Expected Value Evaluation in AI Product Management

under uncertainty is a central concern for product teams. Decisions large and small often must be made under time pressure, despite incomplete — and potentially inaccurate — information concerning the problem and solution space. This may increasingly be resulting from a scarcity of relevant user research, limited knowledge concerning the intricacies of the business context (typically seen in firms that do too little to foster customer centricity and cross-team collaboration), and/or a flawed understanding of what a certain technology can and can’t do (particularly when constructing front-runner products with novel, untested technologies).

The situation is very difficult for AI product teams for at the least three reasons. First, many AI algorithms are inherently probabilistic in nature and thus yield uncertain outcomes (e.g., model predictions could also be right or incorrect with a certain probability). Second, a sufficient quantity of high-quality, relevant data may not at all times be available to properly train AI systems.
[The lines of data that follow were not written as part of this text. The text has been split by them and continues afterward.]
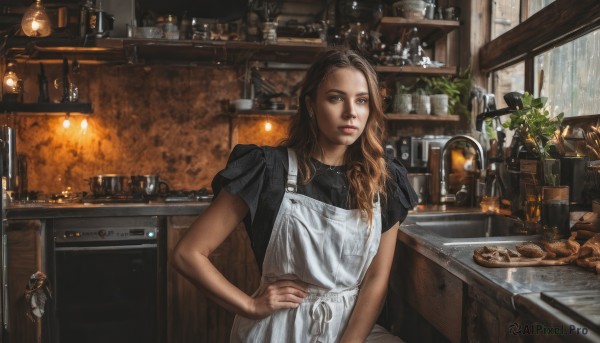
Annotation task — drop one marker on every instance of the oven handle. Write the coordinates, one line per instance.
(106, 248)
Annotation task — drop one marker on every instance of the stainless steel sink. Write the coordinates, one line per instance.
(460, 228)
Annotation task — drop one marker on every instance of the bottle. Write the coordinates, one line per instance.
(86, 12)
(43, 86)
(492, 191)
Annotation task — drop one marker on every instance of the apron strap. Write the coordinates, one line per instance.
(292, 181)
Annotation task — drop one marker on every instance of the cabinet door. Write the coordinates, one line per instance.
(24, 259)
(191, 316)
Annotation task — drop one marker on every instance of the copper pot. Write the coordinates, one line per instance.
(148, 185)
(109, 184)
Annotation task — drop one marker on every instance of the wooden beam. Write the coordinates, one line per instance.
(559, 22)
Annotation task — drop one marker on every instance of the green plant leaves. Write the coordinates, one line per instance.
(535, 124)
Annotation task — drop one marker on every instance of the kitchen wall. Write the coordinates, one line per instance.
(147, 119)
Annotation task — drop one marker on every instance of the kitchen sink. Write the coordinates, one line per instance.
(472, 225)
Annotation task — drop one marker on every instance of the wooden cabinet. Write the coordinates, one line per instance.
(191, 316)
(23, 260)
(425, 300)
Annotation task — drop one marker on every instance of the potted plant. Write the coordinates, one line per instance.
(420, 98)
(402, 99)
(536, 127)
(456, 89)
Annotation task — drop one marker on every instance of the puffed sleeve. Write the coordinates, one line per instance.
(243, 175)
(401, 197)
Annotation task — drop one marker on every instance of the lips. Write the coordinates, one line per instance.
(348, 129)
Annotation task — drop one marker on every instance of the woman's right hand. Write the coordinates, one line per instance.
(278, 295)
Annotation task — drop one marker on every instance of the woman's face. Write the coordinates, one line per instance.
(341, 108)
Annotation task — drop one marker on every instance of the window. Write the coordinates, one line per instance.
(556, 61)
(571, 77)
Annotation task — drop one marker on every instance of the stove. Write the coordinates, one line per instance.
(172, 196)
(186, 196)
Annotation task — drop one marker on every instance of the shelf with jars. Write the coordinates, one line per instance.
(46, 108)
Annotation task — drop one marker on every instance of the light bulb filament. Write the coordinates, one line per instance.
(66, 122)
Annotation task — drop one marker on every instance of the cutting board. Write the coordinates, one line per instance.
(582, 305)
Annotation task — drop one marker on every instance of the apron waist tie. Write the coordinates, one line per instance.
(321, 311)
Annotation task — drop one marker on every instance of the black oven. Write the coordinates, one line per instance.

Third, the recent explosion in hype around AI — and more specifically, generative AI — has led to unrealistic expectations amongst customers, Wall Street analysts and (inevitably) decision makers in upper management; the sensation amongst lots of these stakeholders appears to be that virtually anything can now be solved easily with AI. Pointless to say, it could be difficult for product teams to administer such expectations.
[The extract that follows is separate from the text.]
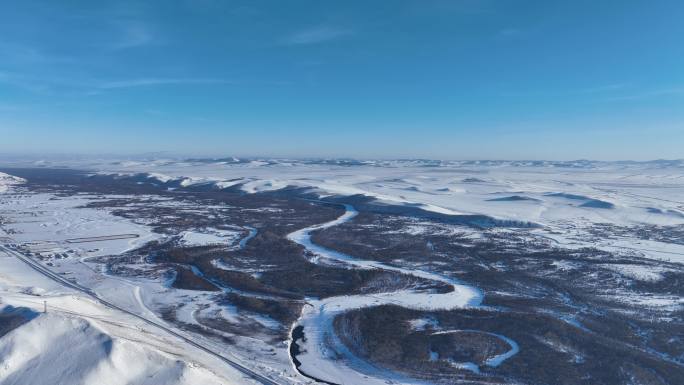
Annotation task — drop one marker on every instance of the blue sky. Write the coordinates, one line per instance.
(458, 79)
So, what hope is there for AI product teams? While there is no such thing as a silver bullet, this text introduces readers to the notion of and the way it could be used to guide decision making in AI product management. After a temporary overview of key theoretical concepts, we are going to have a look at three real-life case studies that underscore how expected value evaluation might help AI product teams make strategic decisions under uncertainty across the product lifecycle. Given the foundational nature of the material, the target market of this text includes data scientists, AI product managers, engineers, UX researchers and designers, managers, and all others aspiring to develop great AI products.

Expected Value

Before a proper definition of expected value, allow us to consider two easy games to construct our intuition.

A Game of Dice

In the primary game, imagine you might be competing with your pals in a dice-rolling contest. Each of you gets to roll a good, six-sided die times. The rating for every roll is given by the variety of pips (dots) showing on the highest face of the die after the roll; 1, 2, 3, 4, 5, and 6 are thus the one achievable scores for any given roll. The player with the best total rating at the top of rolls wins the sport. Assuming that is a big number (say, 500), what should we expect to see on the conclusion of the sport? Will there be an outright winner or a tie?
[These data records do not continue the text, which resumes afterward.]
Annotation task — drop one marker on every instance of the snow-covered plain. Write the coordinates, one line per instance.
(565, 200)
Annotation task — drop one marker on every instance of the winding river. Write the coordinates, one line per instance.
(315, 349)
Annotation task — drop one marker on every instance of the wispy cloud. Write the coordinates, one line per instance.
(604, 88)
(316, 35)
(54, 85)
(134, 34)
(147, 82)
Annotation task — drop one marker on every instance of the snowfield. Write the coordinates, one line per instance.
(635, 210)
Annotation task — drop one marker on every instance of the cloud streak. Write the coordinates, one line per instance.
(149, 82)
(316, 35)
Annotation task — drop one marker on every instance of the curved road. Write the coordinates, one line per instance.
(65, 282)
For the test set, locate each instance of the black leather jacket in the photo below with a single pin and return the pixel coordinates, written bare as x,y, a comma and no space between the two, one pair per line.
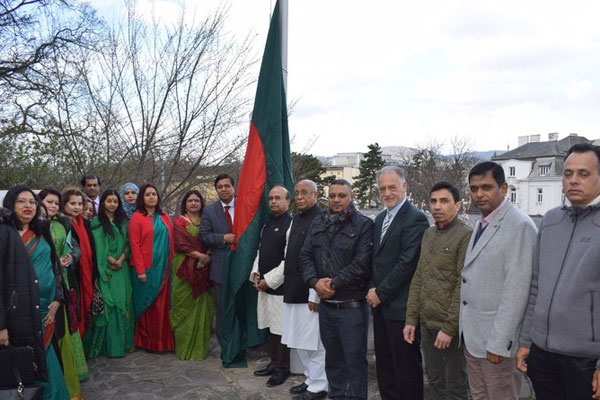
339,246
It seems that, as gets large, the full scores of every of the players are prone to converge to three.5*. For instance, after 500 rolls, the full scores of you and your pals are prone to be around 3.5*500 = 1750. To see why, notice that, for a good, six-sided die, the probability of any side being on top after a roll is 1/6. On average, the rating of a person roll will due to this fact be (1 + 2 + 3 + 4 + 5 + 6)/6 = 3.5, i.e., the typical of all achievable scores per roll — this also happens to be the of a die roll. Assuming that the outcomes of all rolls are independent of one another, we might expect the typical rating of the rolls to be 3.5. So, after 500 rolls, we must always not be surprised if each player has a complete rating of roughly 1750. Actually, there may be a so-called in mathematics, which states that when you repeat an experiment (like rolling a die) a sufficiently large variety of times, the typical results of all those experiments should converge almost surely to the expected value.

A Game of Roulette

Next, allow us to consider roulette, a preferred game at casinos. Imagine you might be playing a simplified version of roulette against a friend as follows. The roulette wheel has 38 pockets, and the sport ends after rounds. For every round, you have to pick a complete number between 1 and 38, after which your friend will spin the roulette wheel and throw a small ball onto the spinning wheel. Once the wheel stops spinning, if the ball results in the pocket with the number that you simply picked, your friend can pay you $35; if the ball results in any of the opposite pockets, nevertheless, you have to pay your friend $1. How much money do you expect you and your friend to make after rounds?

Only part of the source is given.